First, why are you doing 100% water changes?

If it's in a small container, just dump out the water and pour new water in. The few seconds they're without water isn't that stressful. If it's a large tank, move them to a small container, and drain it, and fill it back up.
 
When I have a lot of larvae in a big tub and am feeding them on brine shrimp, a turkey baster works wonders for the first few weeks. Just take a smaller container full of water and suck the larvae up in the baster then hold it so the tip is straight down and wait until most of the babies have settled in the bottom and gently release them into the new container until you have all of them out and then use aged water to replace the water in the original tub.

When they get too big for a baster, I use a brine shrimp net and catch a couple at a time to place them in the new water.
 
I have the larvae in nursery baskets (nets) inside of larger containers. I have them in the baskets because this keeps them separated and because it's easier to feed them and clean out the dead food. It's easy enough to pick up the basket and set it into fresh water, too - but I have always had the impression that this freaks them out. They are quite jumpy afterward, hypersensitive to noise, movement, etc.

So far I haven't done a 100% water change. The larvae have only been in the containers for two nights (they had been hanging around the sides of the parents' aquarium), so that yesterday was the first water change. So I wondered how I could change out more water than I did yesterday, which got me to wondering how a person does a 100% water change.

Thanks,

-Eva
 
If it is a smaller number of larvae in small containers, I use a brine shrimp net, too. I pour them with the water into the net and set them into a new container with aged water. I personally make sure that the water has the same temperature, therefore I have several buckets of water standing in my cellar.
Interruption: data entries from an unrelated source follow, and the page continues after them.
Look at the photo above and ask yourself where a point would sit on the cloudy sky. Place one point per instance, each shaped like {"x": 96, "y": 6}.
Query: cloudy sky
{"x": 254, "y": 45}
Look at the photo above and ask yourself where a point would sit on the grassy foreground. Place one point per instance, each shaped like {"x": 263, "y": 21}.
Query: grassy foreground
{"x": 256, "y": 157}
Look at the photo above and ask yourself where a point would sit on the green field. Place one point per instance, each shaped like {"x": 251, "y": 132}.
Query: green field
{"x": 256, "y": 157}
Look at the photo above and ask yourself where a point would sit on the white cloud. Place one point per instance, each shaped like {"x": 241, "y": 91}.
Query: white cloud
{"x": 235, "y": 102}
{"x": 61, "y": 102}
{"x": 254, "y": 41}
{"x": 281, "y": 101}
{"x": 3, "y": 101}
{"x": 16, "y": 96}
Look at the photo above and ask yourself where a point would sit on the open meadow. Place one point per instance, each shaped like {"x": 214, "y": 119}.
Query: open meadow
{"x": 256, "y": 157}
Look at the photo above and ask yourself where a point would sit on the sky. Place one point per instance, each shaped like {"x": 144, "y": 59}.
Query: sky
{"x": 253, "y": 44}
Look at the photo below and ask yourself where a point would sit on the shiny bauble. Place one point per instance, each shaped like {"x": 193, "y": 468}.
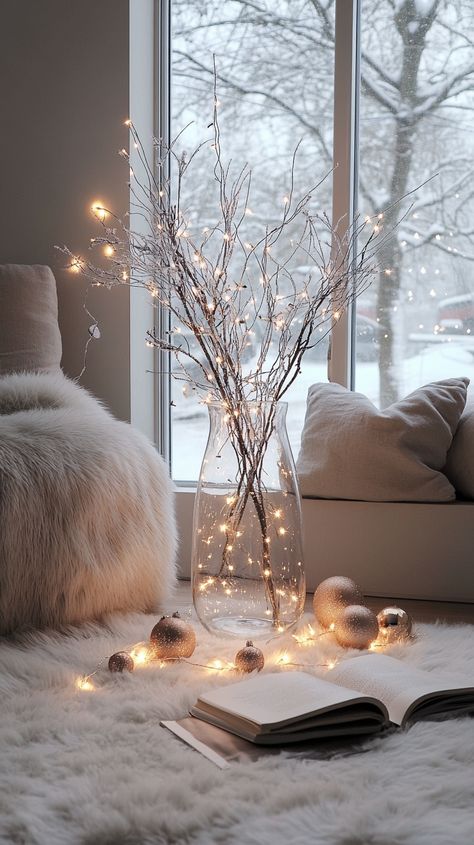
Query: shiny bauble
{"x": 356, "y": 627}
{"x": 121, "y": 661}
{"x": 332, "y": 596}
{"x": 172, "y": 637}
{"x": 394, "y": 625}
{"x": 249, "y": 658}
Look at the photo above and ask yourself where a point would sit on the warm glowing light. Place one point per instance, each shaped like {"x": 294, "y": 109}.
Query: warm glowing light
{"x": 307, "y": 635}
{"x": 84, "y": 684}
{"x": 75, "y": 265}
{"x": 140, "y": 655}
{"x": 98, "y": 210}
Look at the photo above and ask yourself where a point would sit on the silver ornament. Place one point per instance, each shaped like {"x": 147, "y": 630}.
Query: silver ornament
{"x": 395, "y": 624}
{"x": 249, "y": 658}
{"x": 172, "y": 637}
{"x": 356, "y": 627}
{"x": 332, "y": 596}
In bigger tanks it is easier to remove the larvae for a complete water change - small larvae with a turkey baster, larger ones with a bigger pipe.
 
My larvae kept dying until I started doing daily 100% changes. I have 2 of the same container. I prepare the new one first, then baste them into it and wash the other one out and save it for the next day.
 
I've only done 100% water changes when I've suspected a bacterial infection.

Usually I stick to 30% water change a week. But I suspect it depends on what you feed them; e.g. I assume the dead BBS will foul the water quicker than a culture of daphnia living in there.

When I did a 100% water change - all I did was pick out the larvae with a turkey baster, put them in a holding pot (take-away tub) - get a new tank (or clean old).

Then turkey baster them from holding pot to new/clean tank.